Für genauere chemische Analysen braucht das Team gefriergetrocknete Exemplare, die nun während der Reisebeschränkungen nicht gesammelt werden konnten. Den Forschern ist aber klar, dass diese Seidenproduktion der Wespengattung geholfen hat, ungewöhnliche Gebiete zu besiedeln. Quartinia findet man nur in sandigen Böden von Wüsten, Halbwüsten und Küstendünen: Die Seidenfäden helfen den Weibchen, einen Nestgang in den Sand zu graben, ohne dass der Tunnel zusammenbricht. Sie verweben die Sandkörner mit Seide, um stabile Zimmer für ihre Nachkommen zu bauen. „Bei Männchen gibt es weder die Seidendrüsen noch den Fortsatz“, sagt Zimmermann.

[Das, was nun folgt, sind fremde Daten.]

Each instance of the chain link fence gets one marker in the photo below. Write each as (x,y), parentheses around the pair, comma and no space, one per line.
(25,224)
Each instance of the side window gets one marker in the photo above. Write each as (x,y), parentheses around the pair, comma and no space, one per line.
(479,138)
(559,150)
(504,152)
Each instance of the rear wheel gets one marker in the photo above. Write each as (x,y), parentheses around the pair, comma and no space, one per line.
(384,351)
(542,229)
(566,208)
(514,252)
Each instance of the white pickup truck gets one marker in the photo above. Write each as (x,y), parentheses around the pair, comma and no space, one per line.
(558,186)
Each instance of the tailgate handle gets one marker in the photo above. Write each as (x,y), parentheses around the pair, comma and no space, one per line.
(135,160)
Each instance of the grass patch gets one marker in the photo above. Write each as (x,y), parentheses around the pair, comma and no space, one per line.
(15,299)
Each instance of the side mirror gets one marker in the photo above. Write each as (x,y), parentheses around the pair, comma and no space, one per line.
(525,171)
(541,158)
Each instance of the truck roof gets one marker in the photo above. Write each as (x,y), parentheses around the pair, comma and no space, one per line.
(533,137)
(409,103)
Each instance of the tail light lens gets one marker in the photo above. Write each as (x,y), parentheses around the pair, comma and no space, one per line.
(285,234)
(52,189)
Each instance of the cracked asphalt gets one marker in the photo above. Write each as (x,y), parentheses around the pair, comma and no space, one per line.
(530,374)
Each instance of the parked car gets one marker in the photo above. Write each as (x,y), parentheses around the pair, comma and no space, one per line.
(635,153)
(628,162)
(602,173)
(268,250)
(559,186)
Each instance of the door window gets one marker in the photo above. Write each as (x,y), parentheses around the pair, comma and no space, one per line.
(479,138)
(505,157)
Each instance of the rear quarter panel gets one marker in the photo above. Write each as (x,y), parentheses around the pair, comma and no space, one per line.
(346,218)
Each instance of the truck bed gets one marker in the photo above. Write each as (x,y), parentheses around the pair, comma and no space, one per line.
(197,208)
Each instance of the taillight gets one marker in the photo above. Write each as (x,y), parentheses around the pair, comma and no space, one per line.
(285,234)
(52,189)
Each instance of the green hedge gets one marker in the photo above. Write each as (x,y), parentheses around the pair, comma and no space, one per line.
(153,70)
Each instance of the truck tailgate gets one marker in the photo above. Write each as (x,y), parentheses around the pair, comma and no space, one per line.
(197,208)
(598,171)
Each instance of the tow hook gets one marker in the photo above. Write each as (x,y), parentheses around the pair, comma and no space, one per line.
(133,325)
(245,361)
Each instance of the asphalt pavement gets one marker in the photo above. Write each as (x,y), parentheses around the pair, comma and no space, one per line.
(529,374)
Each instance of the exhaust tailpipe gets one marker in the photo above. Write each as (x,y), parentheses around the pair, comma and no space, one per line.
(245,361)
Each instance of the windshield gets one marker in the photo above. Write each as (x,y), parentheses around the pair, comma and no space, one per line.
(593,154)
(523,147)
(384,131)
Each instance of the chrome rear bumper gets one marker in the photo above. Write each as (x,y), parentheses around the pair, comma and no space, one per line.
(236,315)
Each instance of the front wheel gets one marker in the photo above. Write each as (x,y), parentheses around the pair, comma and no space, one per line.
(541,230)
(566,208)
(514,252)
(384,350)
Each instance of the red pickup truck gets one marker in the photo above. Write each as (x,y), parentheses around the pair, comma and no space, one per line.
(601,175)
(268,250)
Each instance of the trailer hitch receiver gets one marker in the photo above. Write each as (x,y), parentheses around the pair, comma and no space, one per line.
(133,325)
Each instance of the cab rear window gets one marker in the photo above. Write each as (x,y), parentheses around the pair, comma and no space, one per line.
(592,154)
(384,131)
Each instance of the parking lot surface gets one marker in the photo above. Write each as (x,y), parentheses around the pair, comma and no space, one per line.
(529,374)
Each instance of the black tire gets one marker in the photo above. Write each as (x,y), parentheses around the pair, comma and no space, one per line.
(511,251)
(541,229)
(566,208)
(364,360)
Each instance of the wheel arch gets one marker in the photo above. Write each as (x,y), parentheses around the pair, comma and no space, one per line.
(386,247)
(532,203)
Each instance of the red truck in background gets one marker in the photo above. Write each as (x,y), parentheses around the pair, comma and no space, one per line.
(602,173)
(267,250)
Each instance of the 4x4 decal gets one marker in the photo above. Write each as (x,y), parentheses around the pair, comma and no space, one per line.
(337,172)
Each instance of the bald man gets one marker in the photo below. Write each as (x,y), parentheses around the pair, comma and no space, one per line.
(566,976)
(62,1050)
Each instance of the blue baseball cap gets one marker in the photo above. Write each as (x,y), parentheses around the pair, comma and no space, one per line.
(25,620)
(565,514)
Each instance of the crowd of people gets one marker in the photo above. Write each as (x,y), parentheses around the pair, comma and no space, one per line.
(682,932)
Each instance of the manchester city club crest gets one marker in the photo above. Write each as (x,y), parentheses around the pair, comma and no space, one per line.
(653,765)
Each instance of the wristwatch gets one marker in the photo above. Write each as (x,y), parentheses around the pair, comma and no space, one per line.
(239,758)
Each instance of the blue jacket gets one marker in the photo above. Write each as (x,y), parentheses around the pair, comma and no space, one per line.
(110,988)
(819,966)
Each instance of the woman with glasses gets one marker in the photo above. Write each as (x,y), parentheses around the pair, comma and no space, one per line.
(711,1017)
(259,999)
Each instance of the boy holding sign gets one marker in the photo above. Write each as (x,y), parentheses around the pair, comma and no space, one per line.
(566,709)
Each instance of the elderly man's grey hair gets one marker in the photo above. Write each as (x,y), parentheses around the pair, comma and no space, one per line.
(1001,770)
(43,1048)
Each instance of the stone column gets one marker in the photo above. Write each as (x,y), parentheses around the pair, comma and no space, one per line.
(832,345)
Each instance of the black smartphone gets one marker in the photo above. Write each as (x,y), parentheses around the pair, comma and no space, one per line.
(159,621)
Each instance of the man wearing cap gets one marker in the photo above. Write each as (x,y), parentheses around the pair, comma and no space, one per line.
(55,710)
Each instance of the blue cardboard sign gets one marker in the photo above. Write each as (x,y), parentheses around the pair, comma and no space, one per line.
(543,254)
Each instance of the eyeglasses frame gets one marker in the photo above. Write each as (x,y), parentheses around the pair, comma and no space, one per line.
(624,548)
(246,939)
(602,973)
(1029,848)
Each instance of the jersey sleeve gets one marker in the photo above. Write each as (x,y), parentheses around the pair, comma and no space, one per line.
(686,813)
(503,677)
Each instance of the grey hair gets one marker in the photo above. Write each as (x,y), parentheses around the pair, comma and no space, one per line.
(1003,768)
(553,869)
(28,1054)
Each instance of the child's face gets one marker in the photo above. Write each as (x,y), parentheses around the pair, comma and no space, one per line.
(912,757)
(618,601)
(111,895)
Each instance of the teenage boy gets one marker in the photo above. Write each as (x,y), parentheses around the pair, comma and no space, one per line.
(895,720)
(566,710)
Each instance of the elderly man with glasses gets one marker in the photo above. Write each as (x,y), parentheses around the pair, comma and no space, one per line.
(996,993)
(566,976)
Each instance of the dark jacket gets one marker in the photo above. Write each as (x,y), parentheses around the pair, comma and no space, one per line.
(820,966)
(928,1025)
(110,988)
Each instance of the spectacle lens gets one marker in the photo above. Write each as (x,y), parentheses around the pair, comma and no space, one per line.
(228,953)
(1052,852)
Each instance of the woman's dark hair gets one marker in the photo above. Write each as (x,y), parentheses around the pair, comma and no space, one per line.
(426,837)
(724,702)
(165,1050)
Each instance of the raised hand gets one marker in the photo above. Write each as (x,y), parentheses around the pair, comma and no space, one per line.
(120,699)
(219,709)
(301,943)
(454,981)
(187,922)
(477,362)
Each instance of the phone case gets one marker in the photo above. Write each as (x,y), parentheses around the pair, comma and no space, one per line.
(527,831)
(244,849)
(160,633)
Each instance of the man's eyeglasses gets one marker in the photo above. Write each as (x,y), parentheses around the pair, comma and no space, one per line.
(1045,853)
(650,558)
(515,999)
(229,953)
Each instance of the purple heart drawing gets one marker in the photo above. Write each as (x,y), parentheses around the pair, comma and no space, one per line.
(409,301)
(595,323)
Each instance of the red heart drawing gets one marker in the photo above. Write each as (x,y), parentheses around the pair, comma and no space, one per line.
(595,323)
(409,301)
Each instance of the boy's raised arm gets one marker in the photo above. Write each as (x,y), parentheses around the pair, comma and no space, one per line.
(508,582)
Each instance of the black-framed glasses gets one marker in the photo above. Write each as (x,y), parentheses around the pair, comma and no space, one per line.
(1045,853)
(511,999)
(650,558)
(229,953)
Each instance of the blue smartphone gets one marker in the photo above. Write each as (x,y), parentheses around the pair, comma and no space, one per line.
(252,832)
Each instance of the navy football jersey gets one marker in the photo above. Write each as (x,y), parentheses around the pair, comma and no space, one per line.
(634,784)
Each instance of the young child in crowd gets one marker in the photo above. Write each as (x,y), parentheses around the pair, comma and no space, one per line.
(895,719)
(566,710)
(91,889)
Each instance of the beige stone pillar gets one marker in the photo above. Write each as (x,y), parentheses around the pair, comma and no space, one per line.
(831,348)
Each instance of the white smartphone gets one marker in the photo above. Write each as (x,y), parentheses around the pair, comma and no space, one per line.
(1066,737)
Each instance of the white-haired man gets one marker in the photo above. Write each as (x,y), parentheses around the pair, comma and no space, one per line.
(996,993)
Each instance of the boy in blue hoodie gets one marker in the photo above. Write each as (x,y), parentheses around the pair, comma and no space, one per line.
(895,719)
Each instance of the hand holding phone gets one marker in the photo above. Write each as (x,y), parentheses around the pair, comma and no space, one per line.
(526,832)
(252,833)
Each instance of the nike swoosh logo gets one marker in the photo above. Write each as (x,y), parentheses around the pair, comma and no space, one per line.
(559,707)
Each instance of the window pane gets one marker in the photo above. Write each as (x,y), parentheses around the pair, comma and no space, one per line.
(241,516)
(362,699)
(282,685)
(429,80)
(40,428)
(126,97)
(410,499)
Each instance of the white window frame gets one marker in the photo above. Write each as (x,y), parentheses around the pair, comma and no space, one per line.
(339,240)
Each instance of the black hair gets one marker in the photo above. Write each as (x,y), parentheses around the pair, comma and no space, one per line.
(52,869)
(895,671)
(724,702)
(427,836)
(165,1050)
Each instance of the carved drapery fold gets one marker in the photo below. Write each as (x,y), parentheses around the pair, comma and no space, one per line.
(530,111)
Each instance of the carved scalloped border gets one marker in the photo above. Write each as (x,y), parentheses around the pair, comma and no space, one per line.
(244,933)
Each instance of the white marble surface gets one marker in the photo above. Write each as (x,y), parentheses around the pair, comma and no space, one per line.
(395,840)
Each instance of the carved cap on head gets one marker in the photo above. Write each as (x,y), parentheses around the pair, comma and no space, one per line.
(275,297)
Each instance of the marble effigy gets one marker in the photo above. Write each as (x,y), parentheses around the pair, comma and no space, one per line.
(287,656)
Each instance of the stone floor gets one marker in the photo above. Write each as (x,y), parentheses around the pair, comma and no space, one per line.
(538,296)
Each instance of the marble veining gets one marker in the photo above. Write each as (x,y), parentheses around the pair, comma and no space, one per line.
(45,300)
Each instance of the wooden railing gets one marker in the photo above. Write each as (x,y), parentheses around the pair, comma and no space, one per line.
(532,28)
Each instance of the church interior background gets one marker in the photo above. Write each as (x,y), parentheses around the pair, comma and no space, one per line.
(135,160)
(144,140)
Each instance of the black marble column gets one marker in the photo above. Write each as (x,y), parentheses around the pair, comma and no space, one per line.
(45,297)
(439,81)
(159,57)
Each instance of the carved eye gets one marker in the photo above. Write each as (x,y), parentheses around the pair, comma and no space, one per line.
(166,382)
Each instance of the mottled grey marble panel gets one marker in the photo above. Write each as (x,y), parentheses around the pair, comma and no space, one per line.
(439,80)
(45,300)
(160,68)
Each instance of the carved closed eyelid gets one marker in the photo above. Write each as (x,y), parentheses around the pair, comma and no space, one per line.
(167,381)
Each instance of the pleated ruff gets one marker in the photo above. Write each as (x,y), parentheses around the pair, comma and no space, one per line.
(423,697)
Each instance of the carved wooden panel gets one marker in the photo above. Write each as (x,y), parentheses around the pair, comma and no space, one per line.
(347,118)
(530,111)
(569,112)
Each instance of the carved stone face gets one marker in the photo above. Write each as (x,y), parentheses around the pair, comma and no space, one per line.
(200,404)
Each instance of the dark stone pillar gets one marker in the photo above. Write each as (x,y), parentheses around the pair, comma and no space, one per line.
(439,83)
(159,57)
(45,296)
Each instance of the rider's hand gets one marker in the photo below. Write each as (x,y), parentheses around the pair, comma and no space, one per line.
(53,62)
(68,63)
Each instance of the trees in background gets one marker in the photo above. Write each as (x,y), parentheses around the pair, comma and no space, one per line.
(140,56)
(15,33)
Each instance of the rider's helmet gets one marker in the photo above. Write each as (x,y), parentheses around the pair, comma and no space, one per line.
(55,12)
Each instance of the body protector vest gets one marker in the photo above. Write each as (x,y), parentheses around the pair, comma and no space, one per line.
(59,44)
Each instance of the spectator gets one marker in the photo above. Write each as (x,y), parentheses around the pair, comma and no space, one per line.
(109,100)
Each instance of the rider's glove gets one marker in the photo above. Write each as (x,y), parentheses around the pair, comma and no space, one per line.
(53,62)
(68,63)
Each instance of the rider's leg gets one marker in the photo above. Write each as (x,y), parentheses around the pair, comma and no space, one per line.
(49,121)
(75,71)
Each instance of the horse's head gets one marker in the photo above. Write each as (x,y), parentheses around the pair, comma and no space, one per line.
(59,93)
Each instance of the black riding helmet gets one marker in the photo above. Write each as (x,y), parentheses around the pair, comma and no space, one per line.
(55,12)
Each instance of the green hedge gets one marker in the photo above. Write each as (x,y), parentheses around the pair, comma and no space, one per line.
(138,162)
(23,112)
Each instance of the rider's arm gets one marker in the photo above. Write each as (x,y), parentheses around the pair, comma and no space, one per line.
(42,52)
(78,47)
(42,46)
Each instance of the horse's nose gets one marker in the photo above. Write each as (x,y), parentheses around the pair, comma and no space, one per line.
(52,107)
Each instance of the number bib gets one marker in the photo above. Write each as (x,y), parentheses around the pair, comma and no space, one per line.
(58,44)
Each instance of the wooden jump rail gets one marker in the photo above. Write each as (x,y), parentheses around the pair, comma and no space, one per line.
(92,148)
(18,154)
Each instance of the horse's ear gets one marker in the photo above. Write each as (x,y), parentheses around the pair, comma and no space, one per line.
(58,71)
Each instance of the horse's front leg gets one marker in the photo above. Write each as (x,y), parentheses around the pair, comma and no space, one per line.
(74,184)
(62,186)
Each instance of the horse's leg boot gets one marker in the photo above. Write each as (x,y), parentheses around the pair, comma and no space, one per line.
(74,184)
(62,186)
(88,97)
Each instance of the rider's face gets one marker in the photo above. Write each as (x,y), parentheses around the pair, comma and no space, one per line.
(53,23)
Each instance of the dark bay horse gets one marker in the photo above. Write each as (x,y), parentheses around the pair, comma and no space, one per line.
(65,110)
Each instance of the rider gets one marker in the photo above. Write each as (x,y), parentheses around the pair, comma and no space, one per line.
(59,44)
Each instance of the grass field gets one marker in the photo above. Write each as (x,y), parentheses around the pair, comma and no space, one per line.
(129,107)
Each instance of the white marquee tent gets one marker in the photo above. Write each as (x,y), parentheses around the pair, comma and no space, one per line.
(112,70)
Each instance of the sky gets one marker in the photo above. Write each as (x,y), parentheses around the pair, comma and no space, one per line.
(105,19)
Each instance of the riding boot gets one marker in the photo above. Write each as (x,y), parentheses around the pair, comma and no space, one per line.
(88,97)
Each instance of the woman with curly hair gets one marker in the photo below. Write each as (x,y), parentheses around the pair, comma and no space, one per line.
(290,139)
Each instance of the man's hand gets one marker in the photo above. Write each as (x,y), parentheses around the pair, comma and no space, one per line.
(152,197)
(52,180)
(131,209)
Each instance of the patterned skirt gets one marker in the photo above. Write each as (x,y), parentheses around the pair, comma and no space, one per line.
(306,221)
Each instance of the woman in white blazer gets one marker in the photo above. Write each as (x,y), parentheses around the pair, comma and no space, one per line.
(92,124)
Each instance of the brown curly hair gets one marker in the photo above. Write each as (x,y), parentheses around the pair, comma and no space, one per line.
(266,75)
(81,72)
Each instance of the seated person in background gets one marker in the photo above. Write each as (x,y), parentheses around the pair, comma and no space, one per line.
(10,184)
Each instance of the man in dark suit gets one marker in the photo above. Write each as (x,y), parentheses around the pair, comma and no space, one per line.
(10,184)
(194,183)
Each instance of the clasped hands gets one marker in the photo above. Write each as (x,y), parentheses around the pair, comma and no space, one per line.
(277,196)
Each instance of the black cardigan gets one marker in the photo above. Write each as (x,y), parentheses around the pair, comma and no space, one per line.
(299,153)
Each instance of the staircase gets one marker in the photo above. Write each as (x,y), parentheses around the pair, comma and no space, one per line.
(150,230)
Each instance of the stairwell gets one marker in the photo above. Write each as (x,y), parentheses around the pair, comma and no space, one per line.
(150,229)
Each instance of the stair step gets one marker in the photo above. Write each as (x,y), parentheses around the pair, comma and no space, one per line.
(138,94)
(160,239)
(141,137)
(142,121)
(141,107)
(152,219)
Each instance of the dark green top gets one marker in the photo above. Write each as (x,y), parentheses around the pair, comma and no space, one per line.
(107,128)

Sie können ohne Wasser leben

Neben der Seidenproduktion weisen Quartinia weitere Anpassungen an den unwirtlichen Lebensraum auf: Sie können ohne Wasser überleben. Die einzige Flüssigkeit beziehen sie über den Nektar der Blüten, die sie bestäuben. „So wie viele Bienenarten sind auch die Pollenwespen oft auf gewisse Blüten spezialisiert. Die Insekten sind also auf das Vorkommen der Pflanzenarten genauso angewiesen wie die Pflanzen auf ihre bestäubenden Wespen“, betont Zimmermann.